Wednesday, October 05, 2005

Hugh still doesn't get it

I listened to part of Hugh's show yesterday and checked his blog this morning. He is missing the point that most of us are trying to make that are offended by the SCOTUS nomination of Ms. Miers. He points to Beldar's post on it who spends most of his post arguing that others are being stuck up because she is a practicing lawyer and not someone who wrote law review articles and appeared before the SCOTUS. He doesn't get it either. I think picking someone that is exceptional but spent his/her time doing "common" law and not high level "appellate" law would be fine. I would imagine that many/most of the conservative lawyers and law professors who oppose her on SCOTUS would too.

A quote from Beldar:
Moreover, the classic meaning of "cronyism" is selecting someone for a position that they're incapable of earning and totally unfit for on their own. If all Harriet Miers had to commend her, as Prof. Barnett claims, is that she's been George W. Bush's lawyer, and if we could find no reason in her record, other than Dubya's friendship, even for her to have held that position, then a charge of "cronyism" might be appropriate.

The classic, and as far as I know, only technical meaning of "crony" is an old and tight friend. The classic application of the term is an old friend who got their job because of that friendship, and only because of it. It does not, as Beldar claims, necessarily mean that they are totally unfit for the job. I am not claiming that. Others are questioning it but it is usually not their main point. What "crony" does mean is that without the friendship in question someone who is more qualified for the job would have gotten it. That is certainly the case with Ms. Meirs nomination. Ergo, it is a crony appointment. Period.

I cannot speak for others but when I have said she is unqualified I do not mean incapable or unfit. I simply mean unqualified. What are the qualifications for SCOTUS? There is many points of view on this. Mine are as follows.

- The nominee should be well versed in the law. Pass.
- The nominee should be in the mainstream (the real one, not the made up one from the wacko lefties). Pass.
- The nominee should be committed to the proper place of the judiciary in our system of government (no legislating from the bench).
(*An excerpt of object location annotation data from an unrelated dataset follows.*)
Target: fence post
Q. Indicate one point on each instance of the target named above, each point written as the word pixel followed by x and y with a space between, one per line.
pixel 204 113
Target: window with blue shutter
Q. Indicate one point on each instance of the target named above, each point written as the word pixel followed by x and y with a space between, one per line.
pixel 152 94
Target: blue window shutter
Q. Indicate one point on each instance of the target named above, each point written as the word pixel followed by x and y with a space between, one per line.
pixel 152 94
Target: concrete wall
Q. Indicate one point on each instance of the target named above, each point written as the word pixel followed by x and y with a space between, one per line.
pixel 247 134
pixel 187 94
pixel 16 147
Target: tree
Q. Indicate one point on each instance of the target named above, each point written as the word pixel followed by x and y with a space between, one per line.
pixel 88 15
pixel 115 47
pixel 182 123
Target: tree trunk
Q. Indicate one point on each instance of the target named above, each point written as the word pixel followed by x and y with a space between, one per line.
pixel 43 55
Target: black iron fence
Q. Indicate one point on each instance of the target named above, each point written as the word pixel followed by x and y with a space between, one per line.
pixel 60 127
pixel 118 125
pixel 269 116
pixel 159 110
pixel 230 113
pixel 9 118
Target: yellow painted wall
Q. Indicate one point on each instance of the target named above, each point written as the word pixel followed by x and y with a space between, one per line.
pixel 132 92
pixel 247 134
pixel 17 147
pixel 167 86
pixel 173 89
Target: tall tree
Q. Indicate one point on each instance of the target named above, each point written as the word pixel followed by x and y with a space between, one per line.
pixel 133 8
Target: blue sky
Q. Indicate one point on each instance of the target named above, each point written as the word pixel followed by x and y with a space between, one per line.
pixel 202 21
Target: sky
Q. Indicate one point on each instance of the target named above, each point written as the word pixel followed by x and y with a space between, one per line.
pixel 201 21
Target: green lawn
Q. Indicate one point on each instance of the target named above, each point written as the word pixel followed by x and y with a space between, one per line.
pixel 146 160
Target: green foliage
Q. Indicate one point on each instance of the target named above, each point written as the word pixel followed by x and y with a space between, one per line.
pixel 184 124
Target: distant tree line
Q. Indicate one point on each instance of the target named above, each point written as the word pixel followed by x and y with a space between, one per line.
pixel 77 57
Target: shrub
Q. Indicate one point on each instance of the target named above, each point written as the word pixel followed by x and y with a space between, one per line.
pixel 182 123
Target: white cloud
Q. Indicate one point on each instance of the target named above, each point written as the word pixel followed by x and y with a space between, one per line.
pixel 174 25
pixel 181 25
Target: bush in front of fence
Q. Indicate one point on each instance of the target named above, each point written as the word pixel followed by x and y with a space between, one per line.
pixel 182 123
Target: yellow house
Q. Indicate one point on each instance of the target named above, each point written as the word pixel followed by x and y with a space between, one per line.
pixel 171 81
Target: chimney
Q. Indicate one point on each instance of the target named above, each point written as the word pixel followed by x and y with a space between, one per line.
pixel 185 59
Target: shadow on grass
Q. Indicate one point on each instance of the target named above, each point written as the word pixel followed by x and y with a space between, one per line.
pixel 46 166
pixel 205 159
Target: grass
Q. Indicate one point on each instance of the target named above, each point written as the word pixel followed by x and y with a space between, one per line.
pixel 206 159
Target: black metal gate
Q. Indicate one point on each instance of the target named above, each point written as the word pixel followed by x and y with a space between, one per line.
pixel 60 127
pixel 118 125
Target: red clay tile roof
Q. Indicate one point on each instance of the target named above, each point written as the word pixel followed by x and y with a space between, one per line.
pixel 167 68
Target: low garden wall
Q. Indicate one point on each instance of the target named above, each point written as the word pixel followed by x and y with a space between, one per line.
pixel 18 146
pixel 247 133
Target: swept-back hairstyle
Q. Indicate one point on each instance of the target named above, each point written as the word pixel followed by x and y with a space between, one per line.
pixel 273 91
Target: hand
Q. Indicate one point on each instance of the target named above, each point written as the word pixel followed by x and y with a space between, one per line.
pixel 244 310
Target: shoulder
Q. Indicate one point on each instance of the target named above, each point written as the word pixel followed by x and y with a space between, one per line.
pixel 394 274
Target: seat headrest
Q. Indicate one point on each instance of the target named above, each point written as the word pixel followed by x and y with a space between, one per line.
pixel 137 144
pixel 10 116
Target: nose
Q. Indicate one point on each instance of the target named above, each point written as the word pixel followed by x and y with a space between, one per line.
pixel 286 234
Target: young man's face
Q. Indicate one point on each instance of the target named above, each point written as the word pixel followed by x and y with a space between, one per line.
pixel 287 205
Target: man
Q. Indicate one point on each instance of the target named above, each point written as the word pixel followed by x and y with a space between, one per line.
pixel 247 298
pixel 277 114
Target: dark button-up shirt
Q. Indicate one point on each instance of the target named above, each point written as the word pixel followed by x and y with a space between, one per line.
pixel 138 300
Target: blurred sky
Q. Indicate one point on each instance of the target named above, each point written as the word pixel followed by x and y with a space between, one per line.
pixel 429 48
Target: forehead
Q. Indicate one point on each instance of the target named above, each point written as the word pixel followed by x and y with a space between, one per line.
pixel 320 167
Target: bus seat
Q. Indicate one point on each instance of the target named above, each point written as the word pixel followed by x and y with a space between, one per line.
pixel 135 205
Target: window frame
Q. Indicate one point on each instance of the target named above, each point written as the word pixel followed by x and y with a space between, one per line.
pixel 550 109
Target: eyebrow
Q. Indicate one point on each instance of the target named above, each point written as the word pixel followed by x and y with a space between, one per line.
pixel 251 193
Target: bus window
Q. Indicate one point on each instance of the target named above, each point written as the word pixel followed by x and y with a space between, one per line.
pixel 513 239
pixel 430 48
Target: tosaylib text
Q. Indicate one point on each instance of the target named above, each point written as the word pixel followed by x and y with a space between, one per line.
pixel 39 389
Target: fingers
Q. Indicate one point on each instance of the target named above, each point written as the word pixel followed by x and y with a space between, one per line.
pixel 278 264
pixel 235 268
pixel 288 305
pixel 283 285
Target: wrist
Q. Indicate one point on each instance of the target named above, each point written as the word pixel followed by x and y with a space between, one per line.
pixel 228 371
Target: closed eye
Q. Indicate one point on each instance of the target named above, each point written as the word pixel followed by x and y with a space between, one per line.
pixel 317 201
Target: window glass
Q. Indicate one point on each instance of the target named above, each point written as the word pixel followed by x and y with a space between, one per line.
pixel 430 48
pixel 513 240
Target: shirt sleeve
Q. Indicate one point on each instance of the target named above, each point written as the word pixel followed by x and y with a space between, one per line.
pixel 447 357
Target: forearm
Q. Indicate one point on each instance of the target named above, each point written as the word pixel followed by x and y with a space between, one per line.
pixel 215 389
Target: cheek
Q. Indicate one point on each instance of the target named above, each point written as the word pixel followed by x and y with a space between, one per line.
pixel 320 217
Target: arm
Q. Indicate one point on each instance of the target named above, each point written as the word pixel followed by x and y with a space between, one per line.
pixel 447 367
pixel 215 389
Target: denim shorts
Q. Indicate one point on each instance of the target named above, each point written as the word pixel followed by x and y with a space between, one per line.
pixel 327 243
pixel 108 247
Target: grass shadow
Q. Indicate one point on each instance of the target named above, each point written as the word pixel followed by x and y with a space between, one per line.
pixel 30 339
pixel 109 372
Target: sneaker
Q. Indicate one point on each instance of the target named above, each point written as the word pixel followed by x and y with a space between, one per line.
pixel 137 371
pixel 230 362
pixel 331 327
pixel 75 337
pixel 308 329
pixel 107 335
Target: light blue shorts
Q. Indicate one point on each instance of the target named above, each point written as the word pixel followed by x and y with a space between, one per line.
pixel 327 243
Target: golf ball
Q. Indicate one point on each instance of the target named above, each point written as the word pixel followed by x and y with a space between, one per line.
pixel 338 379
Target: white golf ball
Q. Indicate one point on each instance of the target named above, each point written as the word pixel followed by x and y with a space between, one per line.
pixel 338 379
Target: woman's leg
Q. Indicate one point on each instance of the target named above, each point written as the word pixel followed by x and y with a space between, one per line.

We think she passes.
- This nominee (because of the promises to the base) should be a strict constructionist. We have no clue but she and the President claim so.
- The nominee should be an exceptional talent that stands out among their peers. FAIL.

Again, there are only 9 of these people. Good enough simply isn't good enough.

The problem I, and others, have is not that we question that she is capable. I assume she is. President Bush is not the smartest guy in America but he is not so dumb as to be President and hire a personal counsel that is not highly capable. The problem is that there are so many who are so obviously much more capable.

From John at Powerline:
Republican Presidents should be known for putting the most highly qualified, brilliant legal thinkers on the federal appellate courts, especially the Supreme Court. If the Democrats want to nominate hacks, that's fine. But the Republicans have a stable of potential nominees who are leaders in the profession and are top-notch thinkers in the tradition of Scalia and Thomas. John Roberts was one, and he is typical of the kind of nominee that the public should expect from Republican Presidents. There were plenty more where Roberts came from. President Bush missed an opportunity to drive home with the public the fact that the most brilliant and most principled thinkers in the legal profession are conservatives, not liberals.

Amen! Aside from her work for the President, which we will likely get to know little about, the woman does not stand out from hundreds if not thousands of other practicing attorneys. That makes it a crony appointment and we should and do expect more.